Ryan Witt, Fortinet vice president of healthcare, refers to the three vectors of a healthcare cyberattack:
- Traditional cyberattacks like malware, phishing schemes, etc.
- Connected medical devices
- Personal and home health devices
While the first has become commonplace (and quite expensive for providers involved in recent breaches), the Hospira warning marks the beginning of what we expect to be a dramatic increase in vulnerabilities and attacks related to the “Internet of Medical Things”. The news in the last two weeks has been dominated by demonstrated vulnerabilities in cars, scooters, and other connected devices – healthcare devices will not be far behind.
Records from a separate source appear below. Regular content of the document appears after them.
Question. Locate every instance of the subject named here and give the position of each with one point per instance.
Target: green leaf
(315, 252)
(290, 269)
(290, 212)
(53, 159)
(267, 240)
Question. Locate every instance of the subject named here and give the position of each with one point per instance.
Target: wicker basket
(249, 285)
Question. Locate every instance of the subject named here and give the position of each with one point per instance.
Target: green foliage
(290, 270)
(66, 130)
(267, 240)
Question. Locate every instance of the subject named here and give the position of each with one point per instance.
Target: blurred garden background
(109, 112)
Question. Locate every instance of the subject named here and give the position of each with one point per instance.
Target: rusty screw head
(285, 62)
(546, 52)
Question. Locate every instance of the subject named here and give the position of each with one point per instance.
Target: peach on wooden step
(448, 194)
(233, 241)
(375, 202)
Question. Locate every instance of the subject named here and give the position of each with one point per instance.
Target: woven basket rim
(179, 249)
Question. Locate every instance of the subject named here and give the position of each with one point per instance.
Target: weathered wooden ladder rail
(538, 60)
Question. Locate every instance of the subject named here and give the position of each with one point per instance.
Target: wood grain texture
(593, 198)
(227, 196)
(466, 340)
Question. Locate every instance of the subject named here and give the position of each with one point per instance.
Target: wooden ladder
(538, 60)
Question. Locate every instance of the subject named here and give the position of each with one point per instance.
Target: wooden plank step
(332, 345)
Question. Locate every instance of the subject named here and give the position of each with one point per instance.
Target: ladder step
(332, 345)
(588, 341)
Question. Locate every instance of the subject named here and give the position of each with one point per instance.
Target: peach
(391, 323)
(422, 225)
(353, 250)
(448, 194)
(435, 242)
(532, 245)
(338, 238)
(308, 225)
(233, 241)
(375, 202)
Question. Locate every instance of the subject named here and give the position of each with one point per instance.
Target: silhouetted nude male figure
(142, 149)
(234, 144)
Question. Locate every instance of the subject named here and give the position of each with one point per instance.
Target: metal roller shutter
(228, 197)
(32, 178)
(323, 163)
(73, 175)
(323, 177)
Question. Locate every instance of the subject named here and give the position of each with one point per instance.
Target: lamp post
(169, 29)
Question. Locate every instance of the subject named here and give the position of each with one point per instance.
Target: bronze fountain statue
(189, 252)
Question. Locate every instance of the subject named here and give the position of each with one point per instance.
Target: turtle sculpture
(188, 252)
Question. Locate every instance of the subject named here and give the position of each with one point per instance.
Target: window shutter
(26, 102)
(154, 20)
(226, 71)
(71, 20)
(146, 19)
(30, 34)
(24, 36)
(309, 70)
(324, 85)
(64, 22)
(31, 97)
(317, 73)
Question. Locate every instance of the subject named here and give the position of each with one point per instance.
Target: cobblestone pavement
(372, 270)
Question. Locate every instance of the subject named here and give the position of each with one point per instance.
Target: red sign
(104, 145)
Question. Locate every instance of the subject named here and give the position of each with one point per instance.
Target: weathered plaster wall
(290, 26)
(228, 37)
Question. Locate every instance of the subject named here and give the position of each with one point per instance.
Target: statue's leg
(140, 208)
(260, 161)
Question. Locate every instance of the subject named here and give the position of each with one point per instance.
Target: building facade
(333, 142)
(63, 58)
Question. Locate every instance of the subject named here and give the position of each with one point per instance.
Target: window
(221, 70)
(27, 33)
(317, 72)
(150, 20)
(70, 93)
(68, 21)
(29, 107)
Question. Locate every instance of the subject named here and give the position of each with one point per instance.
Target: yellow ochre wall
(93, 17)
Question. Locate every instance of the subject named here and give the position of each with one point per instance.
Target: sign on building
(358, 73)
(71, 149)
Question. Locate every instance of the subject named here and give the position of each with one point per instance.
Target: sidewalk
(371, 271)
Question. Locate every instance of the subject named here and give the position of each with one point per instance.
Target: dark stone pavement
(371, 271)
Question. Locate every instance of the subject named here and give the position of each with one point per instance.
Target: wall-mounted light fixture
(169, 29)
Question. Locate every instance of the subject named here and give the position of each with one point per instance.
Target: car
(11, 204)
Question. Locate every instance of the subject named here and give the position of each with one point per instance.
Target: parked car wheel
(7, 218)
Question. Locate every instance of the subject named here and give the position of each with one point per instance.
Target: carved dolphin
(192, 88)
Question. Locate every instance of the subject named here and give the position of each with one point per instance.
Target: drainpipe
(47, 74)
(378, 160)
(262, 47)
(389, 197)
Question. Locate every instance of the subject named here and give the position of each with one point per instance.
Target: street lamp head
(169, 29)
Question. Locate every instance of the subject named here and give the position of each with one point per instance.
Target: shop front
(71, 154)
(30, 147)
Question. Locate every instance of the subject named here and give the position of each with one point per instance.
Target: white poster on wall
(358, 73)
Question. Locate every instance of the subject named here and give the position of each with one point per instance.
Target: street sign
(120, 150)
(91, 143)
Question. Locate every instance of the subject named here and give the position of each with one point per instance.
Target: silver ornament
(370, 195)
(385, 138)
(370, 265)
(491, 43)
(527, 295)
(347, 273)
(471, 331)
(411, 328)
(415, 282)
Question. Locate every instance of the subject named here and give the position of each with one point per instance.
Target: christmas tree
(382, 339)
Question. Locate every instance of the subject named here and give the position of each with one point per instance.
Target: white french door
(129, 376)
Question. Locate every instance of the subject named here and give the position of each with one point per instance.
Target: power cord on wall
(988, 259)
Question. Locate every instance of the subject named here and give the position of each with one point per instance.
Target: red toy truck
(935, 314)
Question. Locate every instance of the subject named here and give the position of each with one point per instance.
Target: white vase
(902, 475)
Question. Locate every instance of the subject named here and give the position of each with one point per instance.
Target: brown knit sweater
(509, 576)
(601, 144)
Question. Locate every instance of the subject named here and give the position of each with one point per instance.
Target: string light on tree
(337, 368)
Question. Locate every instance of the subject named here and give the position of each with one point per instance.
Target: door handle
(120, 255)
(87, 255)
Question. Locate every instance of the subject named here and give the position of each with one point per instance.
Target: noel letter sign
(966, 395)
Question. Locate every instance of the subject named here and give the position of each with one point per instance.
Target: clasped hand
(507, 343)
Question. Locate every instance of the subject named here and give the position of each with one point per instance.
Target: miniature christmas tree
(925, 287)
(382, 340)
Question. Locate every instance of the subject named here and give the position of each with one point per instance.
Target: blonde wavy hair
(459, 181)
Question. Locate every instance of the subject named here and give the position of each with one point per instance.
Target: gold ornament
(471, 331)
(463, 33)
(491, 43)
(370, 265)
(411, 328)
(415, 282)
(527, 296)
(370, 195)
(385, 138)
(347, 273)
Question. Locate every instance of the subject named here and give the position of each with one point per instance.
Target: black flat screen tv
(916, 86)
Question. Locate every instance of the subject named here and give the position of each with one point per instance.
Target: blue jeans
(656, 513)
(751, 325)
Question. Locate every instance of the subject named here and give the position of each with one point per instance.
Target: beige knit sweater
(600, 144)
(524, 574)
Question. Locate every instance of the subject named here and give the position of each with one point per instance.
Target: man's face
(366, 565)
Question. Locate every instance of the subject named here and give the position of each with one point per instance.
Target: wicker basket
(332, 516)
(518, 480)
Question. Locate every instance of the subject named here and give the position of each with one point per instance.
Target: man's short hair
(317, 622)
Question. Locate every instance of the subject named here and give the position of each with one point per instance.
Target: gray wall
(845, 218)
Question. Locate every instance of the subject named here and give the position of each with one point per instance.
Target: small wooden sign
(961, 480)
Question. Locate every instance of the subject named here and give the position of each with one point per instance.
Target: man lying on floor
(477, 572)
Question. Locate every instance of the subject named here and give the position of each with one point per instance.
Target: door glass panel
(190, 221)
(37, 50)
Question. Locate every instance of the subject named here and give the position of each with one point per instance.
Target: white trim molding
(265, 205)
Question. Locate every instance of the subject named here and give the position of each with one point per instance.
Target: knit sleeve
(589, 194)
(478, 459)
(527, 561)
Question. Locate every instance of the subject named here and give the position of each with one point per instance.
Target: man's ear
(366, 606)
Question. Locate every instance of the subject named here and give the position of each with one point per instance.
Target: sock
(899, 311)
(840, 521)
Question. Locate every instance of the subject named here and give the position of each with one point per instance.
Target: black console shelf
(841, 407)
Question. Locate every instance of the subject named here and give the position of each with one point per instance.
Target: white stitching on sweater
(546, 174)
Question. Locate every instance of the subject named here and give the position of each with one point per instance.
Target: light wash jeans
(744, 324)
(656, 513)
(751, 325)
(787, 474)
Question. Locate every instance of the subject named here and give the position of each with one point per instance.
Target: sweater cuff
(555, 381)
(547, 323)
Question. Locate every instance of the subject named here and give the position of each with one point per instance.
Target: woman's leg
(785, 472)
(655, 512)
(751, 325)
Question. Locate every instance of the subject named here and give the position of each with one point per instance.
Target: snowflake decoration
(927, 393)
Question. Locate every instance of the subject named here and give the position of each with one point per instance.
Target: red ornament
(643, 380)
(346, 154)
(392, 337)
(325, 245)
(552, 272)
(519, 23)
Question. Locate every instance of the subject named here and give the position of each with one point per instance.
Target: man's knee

In his article, “Dear Health Care, the Internet Is Here to Stay”, David Ting, co-founder and CTO of Imprivata, explained,
The charge in health care is clear: We must implement…security technologies [like those in ‘other industries, that are further along in this journey’] in order for IoT to be fully realized. There is no question that the IoT’s network of IP-connected computers, sensors and devices allows care providers and patients to share information to a transformative degree.
If organizations and providers don’t address these issues aggressively and swiftly, we’re going to find that healthcare is left in a position where it can’t take advantage of emerging technologies that can have direct benefits to patients. And the healthcare security headlines will continue to roll across our feeds.